Luc Courchesne
University of Montreal
Luc Courchesne was born in 1952 in St-Léonard d'Aston, Québec. He studied at the Nova Scotia College of Art and Design, Halifax, and at the Massachusetts Institute of Technology, Cambridge. He began his explorations in interactive video in 1984 when he co-authored Elastic Movies, one of the earliest experiment in the field with Ellen Sebring, Benjamin Bergery, Bill Seaman and others. He has since produced numerous installations which have been shown extensively in galleries and museums worldwide: Sydney's Art Gallery of New South Wales, New York's Museum of Modern Art, Tokyo's InterCommunication Center (ICC), Paris' La Villette, Karlsruhe's ZKM/Medienmuseum, and Montréal's Musée d'art contemporain. His installations are part of numerous museum collections. Luc Courchesne was awarded the Grand Prix of the ICC Biennale '97 in Tokyo and an Award of Distinction at Pris Ars Electronica 1999 in Linz, Austria. Based in Montreal, Luc Courchesne is professor of design at Université de Montréal and president of the Society for Art and Technology.
Landscape One
Four walls of a space are "painted", with video projectors, into a single photo realistic 360º landscape representing a public garden. The space, set in Montreal's Mont-Royal Parc, is being visited by real and virtual characters.

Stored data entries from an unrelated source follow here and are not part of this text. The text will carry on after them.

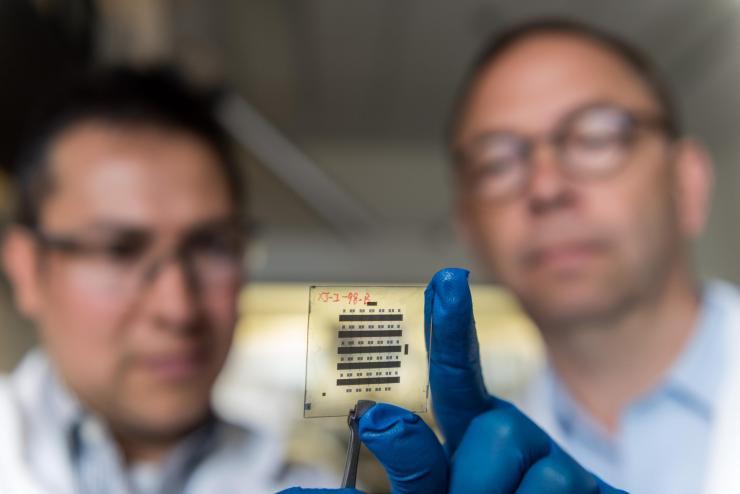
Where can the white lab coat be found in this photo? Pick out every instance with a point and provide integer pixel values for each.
(723, 466)
(248, 462)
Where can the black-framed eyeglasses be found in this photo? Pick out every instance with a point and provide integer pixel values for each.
(591, 142)
(128, 260)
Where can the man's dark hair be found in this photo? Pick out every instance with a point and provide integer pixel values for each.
(120, 96)
(640, 64)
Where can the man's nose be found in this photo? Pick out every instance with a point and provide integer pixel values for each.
(547, 188)
(173, 296)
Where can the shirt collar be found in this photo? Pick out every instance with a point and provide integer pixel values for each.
(695, 376)
(693, 380)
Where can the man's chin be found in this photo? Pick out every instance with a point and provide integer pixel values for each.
(581, 305)
(166, 419)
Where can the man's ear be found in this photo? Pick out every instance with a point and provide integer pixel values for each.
(695, 183)
(21, 264)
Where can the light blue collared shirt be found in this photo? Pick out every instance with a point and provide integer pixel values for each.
(662, 442)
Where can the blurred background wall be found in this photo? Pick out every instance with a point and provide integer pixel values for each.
(338, 108)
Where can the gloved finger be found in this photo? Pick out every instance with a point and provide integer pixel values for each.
(496, 452)
(504, 452)
(458, 391)
(301, 490)
(407, 448)
(558, 473)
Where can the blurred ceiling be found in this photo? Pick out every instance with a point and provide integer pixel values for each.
(340, 107)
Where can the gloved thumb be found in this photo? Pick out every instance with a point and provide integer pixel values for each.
(458, 392)
(407, 448)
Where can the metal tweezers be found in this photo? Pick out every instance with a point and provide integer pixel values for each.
(349, 479)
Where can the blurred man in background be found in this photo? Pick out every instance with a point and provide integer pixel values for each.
(580, 193)
(127, 253)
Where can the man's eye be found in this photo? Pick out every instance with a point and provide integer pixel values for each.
(598, 140)
(495, 167)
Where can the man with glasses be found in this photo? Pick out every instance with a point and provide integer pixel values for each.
(127, 253)
(578, 190)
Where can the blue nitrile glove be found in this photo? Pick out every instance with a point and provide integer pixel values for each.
(406, 447)
(493, 447)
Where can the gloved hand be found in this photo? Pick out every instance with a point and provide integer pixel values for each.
(493, 447)
(406, 447)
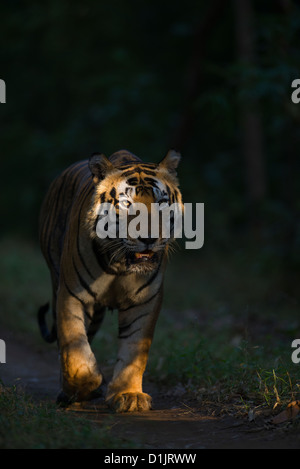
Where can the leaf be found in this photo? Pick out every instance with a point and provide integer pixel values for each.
(290, 413)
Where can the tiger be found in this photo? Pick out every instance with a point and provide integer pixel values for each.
(90, 275)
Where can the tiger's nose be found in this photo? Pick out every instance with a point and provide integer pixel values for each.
(147, 241)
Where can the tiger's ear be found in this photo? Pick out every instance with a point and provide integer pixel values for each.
(99, 166)
(170, 161)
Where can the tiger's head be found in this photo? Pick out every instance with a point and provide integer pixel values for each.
(124, 182)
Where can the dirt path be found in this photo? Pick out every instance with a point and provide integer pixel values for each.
(174, 423)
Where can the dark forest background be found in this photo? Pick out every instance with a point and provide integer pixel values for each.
(211, 79)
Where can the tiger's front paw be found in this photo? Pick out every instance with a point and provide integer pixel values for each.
(130, 402)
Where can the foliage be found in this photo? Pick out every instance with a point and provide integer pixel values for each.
(26, 424)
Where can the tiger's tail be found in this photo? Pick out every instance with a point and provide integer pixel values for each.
(46, 334)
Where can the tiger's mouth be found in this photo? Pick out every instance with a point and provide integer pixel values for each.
(146, 257)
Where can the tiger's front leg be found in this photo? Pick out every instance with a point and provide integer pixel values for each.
(80, 373)
(136, 328)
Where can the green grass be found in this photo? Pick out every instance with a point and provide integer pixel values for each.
(27, 424)
(224, 333)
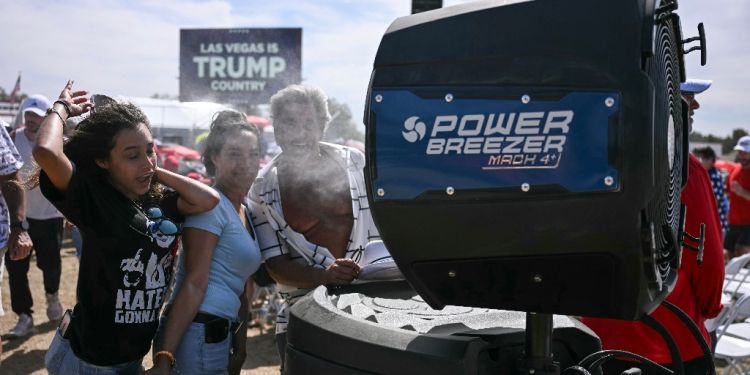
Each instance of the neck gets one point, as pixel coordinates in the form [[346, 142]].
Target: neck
[[305, 163], [235, 194], [29, 135]]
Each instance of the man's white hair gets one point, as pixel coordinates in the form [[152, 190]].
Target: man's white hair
[[302, 94]]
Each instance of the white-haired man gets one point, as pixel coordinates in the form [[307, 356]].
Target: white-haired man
[[319, 236], [44, 225]]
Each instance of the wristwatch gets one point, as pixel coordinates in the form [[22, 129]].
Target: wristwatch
[[20, 224]]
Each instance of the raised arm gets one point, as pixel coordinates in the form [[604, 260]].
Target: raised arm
[[199, 249], [48, 147], [195, 197]]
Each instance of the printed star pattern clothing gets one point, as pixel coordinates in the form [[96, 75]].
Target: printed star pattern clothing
[[126, 267], [717, 182], [276, 238], [10, 162]]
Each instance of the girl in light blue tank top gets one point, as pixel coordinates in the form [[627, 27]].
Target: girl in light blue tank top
[[205, 317]]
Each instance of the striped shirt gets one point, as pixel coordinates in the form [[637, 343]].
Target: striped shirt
[[277, 238]]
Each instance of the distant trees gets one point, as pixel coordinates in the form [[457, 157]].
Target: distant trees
[[727, 143]]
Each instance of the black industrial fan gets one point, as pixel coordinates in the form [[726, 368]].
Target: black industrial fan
[[523, 156], [530, 155]]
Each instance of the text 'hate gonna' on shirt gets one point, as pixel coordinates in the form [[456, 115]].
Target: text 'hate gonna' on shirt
[[125, 269]]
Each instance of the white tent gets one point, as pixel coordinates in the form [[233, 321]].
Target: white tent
[[178, 122]]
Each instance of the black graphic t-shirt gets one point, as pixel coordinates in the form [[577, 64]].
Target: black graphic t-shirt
[[125, 269]]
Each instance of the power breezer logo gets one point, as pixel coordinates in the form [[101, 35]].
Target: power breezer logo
[[522, 140]]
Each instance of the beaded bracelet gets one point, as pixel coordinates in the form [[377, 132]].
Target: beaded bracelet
[[52, 110], [67, 109], [168, 355]]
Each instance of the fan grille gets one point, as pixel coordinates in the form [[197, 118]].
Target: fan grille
[[664, 207]]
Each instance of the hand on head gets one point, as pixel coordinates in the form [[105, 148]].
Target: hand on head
[[76, 101], [341, 272]]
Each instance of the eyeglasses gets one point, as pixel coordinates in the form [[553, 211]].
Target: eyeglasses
[[166, 226]]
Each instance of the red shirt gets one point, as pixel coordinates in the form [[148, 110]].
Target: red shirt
[[698, 288], [739, 208]]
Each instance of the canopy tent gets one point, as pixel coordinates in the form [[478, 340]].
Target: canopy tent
[[175, 114], [179, 122]]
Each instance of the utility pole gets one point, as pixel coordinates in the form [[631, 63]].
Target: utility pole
[[419, 6]]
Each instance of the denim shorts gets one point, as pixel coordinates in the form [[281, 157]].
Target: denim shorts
[[61, 360], [193, 355]]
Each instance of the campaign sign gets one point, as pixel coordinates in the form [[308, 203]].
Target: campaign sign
[[238, 65]]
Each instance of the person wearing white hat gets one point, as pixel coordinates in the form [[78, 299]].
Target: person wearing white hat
[[44, 225], [737, 241], [689, 89], [698, 288]]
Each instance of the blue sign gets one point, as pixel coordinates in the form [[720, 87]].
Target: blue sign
[[243, 66], [432, 144]]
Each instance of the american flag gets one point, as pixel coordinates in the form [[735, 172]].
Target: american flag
[[16, 89]]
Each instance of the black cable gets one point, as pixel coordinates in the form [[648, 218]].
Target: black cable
[[576, 369], [696, 333], [601, 361], [612, 354], [673, 349]]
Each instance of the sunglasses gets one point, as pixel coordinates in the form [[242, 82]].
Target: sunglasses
[[166, 226]]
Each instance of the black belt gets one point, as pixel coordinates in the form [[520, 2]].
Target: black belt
[[204, 318]]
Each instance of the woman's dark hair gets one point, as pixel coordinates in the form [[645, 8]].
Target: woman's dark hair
[[95, 137], [225, 124]]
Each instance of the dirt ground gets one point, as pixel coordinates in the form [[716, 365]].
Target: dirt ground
[[25, 356]]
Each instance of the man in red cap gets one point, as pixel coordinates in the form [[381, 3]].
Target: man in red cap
[[698, 288]]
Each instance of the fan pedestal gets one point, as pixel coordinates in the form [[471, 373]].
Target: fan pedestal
[[537, 356]]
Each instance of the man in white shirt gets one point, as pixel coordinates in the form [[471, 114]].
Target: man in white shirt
[[45, 227], [319, 236], [12, 199]]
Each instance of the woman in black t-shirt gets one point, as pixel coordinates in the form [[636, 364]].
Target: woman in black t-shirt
[[104, 180]]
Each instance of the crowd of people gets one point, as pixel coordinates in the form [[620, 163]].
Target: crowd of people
[[132, 218]]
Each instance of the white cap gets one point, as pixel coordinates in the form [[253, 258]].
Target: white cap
[[695, 85], [38, 104], [743, 144]]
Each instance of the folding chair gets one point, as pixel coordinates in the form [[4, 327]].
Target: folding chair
[[733, 349], [719, 320]]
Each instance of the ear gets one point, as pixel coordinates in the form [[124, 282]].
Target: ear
[[103, 164], [213, 159]]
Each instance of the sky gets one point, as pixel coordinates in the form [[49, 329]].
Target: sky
[[132, 48]]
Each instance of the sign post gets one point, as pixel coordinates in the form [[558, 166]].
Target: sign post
[[238, 66]]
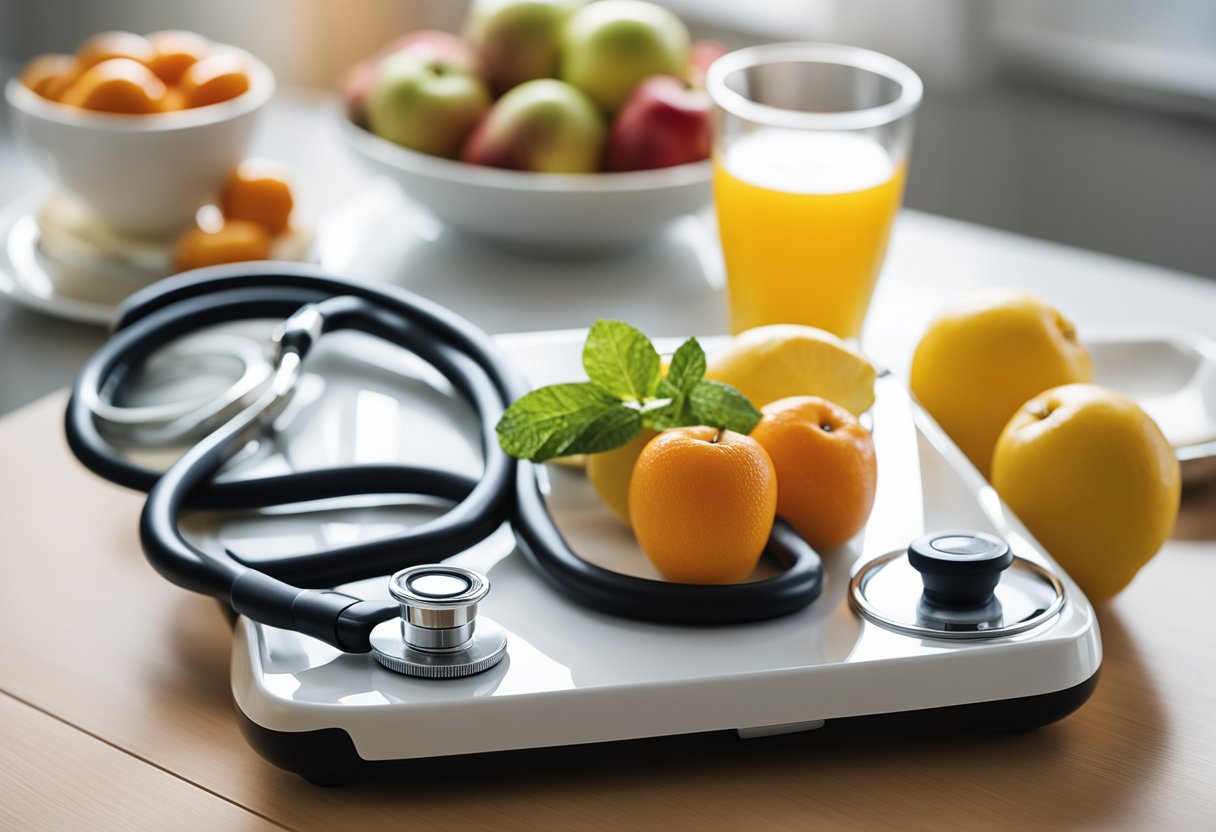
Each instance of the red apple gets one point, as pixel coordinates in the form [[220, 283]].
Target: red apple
[[432, 44], [542, 125], [664, 123], [702, 54]]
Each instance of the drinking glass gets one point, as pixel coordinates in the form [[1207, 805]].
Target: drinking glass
[[810, 152]]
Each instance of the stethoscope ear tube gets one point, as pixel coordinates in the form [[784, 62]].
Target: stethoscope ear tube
[[290, 591]]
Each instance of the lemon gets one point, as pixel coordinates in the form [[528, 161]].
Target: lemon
[[780, 360], [985, 355], [1095, 481], [609, 472]]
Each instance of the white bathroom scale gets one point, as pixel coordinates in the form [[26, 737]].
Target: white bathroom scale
[[573, 675]]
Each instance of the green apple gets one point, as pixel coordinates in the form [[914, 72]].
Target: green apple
[[609, 46], [542, 125], [426, 101], [517, 40]]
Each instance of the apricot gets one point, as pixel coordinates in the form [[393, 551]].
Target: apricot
[[214, 79], [50, 74], [232, 242], [175, 51], [108, 45], [118, 85], [259, 191]]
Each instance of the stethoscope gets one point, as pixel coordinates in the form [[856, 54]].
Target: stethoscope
[[431, 627]]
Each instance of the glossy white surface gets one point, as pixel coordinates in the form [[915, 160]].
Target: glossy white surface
[[63, 290], [141, 174], [574, 675], [1171, 374], [555, 214]]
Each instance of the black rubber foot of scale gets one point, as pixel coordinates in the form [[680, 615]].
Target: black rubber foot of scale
[[327, 757]]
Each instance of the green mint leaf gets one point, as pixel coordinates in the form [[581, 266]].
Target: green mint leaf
[[540, 425], [611, 429], [621, 360], [687, 366], [674, 414], [722, 406]]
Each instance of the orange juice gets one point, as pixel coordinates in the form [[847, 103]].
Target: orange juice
[[804, 220]]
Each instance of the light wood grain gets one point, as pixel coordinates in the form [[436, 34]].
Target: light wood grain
[[54, 776], [89, 633]]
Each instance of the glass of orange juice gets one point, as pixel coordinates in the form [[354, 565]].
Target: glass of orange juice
[[810, 151]]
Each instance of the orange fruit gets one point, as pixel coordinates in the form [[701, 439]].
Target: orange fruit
[[118, 85], [174, 51], [259, 191], [214, 79], [108, 45], [702, 502], [984, 355], [232, 242], [1093, 479], [826, 467], [50, 74]]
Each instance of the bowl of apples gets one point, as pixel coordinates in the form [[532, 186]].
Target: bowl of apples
[[550, 127]]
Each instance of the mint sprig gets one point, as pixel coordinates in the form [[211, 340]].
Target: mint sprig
[[625, 393]]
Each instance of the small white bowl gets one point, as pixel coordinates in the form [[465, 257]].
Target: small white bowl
[[545, 214], [142, 175]]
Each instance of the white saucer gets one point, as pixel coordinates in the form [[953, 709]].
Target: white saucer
[[63, 290], [79, 287], [1171, 374]]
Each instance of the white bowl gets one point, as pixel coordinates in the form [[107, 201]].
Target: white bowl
[[547, 214], [144, 175]]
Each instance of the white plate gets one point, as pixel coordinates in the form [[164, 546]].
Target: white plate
[[57, 288], [78, 290], [573, 674], [1172, 375]]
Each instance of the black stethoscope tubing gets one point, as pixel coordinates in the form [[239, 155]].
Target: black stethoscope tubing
[[288, 591]]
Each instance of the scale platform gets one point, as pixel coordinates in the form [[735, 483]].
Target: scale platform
[[574, 675]]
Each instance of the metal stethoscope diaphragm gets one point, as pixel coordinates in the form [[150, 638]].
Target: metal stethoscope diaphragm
[[439, 634]]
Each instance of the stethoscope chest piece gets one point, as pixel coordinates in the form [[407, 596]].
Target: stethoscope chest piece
[[956, 584], [439, 634]]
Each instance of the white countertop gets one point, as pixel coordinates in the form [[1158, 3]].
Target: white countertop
[[670, 288]]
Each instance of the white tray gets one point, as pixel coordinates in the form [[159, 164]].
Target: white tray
[[574, 675]]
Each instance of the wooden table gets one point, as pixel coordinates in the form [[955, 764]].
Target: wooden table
[[116, 713]]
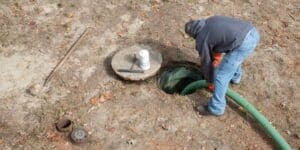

If the virtual characters appear free to come and go in the garden, real visitors will need help to walk in and explore. For this they have to make contact with one of the virtual character by selecting, using voice or touch, questions or comments from imposed sets. Questions on, for example, where they are, what is around, where one can go from here will engage a conversation leading to some form of relationship. The exchange may be cut short with everyone going back to their business or it may reach a point where visitors will convince a character to lead them somewhere. In such case, visitors are being pulled through the landscape after their virtual guide and the whole room appears to be moving in this direction. The dialogue between the guide and the visitor or group goes on and defines the progression through space. Because real visitors are using virtual characters to steer their way through space, the nature of visitor's relationship to the character will define the space -- physical or metaphorical -- that can be accessed. There are several possible destinations or outcome. Visitors could simply be abandoned somewhere on the way if the connection to the character is broken, or they could be reaching a destination: a lookout or a forbidden boundary. This journey through space is also a journey through words, meanings, language, subjectivity. It highlights not only the physical world in which this is happening but also its diverse meanings and functions to different people.
Landscape one is a multi-user interactive panoramic video installation using 5 networked computers with touch pads, microphones and motion detectors, 4 video projectors and 4 laserdisc players. Created by Luc Courchesne in Montreal in 1997 with support from the ICC -- InterCommunication Center, Tokyo.